Lilly submitted data from a 76-week study of 1,736 people with mild cognitive impairment or the early stages of mild dementia. Participants were randomly assigned to receive either donanemab or a placebo. To measure efficacy, Lilly researchers assessed patients' performance on cognitive tests.
Patients who took donanemab slowed the decline in cognitive function by about 4.5 to 7.5 months compared with patients who took a placebo. Nearly half of the patients who took donanemab maintained their level of cognitive function one year after starting the study, compared with 29 percent of patients who took a placebo.
However, the research committee noted that nearly all of the study participants were white.
“I would like to see more data on underrepresented groups,” said Colette C. Johnson, a patient representative on the committee.
Three patients who took donanemab died from side effects of the drug that caused brain swelling and bleeding. The FDA asked for a more detailed analysis of the trial participants' deaths to see if there were any other serious safety issues. Lilly responded by reporting that there was no evidence that the drug was responsible for any additional deaths.
Committee members said Lilly's decision to stop treating patients as soon as brain scans showed that donanemab had cleared amyloid was very attractive: Patients could avoid monthly infusions and some of the risks of treatment, and it might even be cheaper.
In a statement, Lilly suggested that continuing to give the drug after the amyloid has cleared would not help patients and may even be harmful: “Once the target has been cleared from the brain, continuing to give donanemab is likely not beneficial and would only increase the burden and potential risks of treatment,” the company wrote.
The committee agreed with stopping the treatment but had doubts.
Sarah Dolan, a member of the committee that represents consumers, said the possibility of stopping treatment “may be an incentive for patients to continue taking their medication,” but added that “there's always that worry in the back of their mind: Is it going to come back? Is it going to get worse?”
Dr. Constantino Iadecola of Weill Cornell Medical College noted that it's unclear how to monitor patients after they stop taking the drug. “Monitoring will be necessary,” he said, adding, “If there are signs of an increase in amyloid, how soon do we have to intervene?”
Lilly scientists estimate that it could take nearly four years for amyloid levels to cross that threshold again.

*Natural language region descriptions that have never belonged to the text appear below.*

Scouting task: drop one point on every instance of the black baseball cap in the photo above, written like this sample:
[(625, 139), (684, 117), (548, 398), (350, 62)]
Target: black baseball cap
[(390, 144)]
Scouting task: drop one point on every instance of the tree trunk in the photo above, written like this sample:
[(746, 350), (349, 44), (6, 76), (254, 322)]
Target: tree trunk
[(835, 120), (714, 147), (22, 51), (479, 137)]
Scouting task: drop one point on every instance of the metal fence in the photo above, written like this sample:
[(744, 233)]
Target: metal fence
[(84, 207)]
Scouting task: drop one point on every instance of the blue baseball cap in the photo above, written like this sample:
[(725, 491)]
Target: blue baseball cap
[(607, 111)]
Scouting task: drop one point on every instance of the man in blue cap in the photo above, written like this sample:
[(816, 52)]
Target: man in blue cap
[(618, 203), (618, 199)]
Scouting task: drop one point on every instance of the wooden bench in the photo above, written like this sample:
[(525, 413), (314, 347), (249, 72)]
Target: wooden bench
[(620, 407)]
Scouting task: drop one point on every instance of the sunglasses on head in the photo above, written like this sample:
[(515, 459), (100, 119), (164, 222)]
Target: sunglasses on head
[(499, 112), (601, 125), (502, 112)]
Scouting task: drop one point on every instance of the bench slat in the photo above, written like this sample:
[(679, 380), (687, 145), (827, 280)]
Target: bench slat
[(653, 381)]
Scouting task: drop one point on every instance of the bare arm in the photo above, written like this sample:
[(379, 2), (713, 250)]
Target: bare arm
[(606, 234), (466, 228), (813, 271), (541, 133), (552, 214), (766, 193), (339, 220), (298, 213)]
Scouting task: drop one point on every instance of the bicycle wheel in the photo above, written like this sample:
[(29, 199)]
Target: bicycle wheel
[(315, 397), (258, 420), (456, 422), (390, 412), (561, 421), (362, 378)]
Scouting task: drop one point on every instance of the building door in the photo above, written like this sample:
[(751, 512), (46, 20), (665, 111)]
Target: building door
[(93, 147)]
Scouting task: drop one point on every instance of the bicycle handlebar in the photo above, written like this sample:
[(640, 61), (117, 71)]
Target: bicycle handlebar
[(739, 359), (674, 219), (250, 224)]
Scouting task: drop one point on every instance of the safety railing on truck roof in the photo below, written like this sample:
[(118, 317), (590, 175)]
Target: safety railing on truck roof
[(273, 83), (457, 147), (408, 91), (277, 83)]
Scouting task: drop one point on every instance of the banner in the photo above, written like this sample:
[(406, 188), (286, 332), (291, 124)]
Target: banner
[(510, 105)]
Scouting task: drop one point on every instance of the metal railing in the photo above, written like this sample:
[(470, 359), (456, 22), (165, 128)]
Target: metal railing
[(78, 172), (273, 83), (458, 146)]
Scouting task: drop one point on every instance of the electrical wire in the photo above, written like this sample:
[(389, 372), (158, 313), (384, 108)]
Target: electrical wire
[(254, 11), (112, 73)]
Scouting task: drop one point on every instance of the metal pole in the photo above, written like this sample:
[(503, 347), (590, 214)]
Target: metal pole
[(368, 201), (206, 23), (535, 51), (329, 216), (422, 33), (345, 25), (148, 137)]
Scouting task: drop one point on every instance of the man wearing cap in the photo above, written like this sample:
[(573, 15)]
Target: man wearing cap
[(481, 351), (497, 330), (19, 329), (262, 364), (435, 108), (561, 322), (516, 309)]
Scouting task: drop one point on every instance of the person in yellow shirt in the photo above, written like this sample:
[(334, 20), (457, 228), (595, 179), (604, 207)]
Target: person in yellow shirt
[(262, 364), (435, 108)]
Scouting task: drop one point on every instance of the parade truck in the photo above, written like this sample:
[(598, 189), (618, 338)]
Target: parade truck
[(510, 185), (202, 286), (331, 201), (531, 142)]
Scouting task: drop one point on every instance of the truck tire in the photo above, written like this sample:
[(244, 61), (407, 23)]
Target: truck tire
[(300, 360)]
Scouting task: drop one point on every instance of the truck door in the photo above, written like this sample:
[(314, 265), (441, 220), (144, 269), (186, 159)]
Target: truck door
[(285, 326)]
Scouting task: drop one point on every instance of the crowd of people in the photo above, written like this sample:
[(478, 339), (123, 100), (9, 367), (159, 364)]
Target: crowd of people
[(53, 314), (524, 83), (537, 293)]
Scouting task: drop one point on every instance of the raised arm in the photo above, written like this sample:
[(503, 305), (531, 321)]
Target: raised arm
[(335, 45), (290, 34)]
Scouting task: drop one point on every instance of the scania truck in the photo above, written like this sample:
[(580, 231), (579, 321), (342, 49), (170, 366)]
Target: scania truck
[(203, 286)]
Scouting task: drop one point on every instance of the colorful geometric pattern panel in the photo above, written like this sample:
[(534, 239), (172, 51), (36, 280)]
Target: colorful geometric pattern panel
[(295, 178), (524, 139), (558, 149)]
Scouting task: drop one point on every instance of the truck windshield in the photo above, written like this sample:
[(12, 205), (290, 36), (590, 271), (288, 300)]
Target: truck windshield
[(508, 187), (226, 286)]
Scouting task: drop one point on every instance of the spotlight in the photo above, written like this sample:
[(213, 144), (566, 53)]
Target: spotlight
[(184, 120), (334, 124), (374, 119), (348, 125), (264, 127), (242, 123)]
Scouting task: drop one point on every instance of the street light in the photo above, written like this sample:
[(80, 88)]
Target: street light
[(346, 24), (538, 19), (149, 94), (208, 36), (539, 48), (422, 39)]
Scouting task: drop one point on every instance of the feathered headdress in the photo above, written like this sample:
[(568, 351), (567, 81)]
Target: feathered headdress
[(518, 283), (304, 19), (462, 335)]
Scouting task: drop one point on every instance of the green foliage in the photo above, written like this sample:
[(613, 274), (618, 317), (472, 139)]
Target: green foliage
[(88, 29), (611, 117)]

Another unusual feature is that the company decided to scan patients' brains for tau, a tangled, spaghetti-like protein that appears in the brain after amyloid builds up. The more tau there is, the more severe the cognitive decline.
Study participants with intermediate tau levels (indicating an early stage of the disease) experienced a slower deterioration with donanemab than those with higher tau levels, supporting the widely held theory that treating patients as early as possible increases the chances of slowing the progression of the disease.
This raised the question of whether patients should undergo tau brain scans before taking the drug.
Lilly said in its report that it is not recommending that tau scanning be mandatory. “Measurement of tau concentrations is not standardized and therefore cannot be easily implemented in routine clinical practice,” the company said. The FDA said that based on the evidence to date, there appears to be no reason to test patients for tau before administering donanemab.
Committee members had a similar reaction.
“From a practical standpoint, I don't think it's wise to have this as a barrier,” said Dr. Kathleen L. Poston, a professor of neurology at Stanford University.
Ultimately, these drugs may only be stepping stones in the search for effective treatments, but as the committee heard, for patients and their families, the possibility of slowing the progression of Alzheimer's, even if only by a few months, is appealing.
“There's a huge unmet need,” said Dolan, the committee's consumer representative.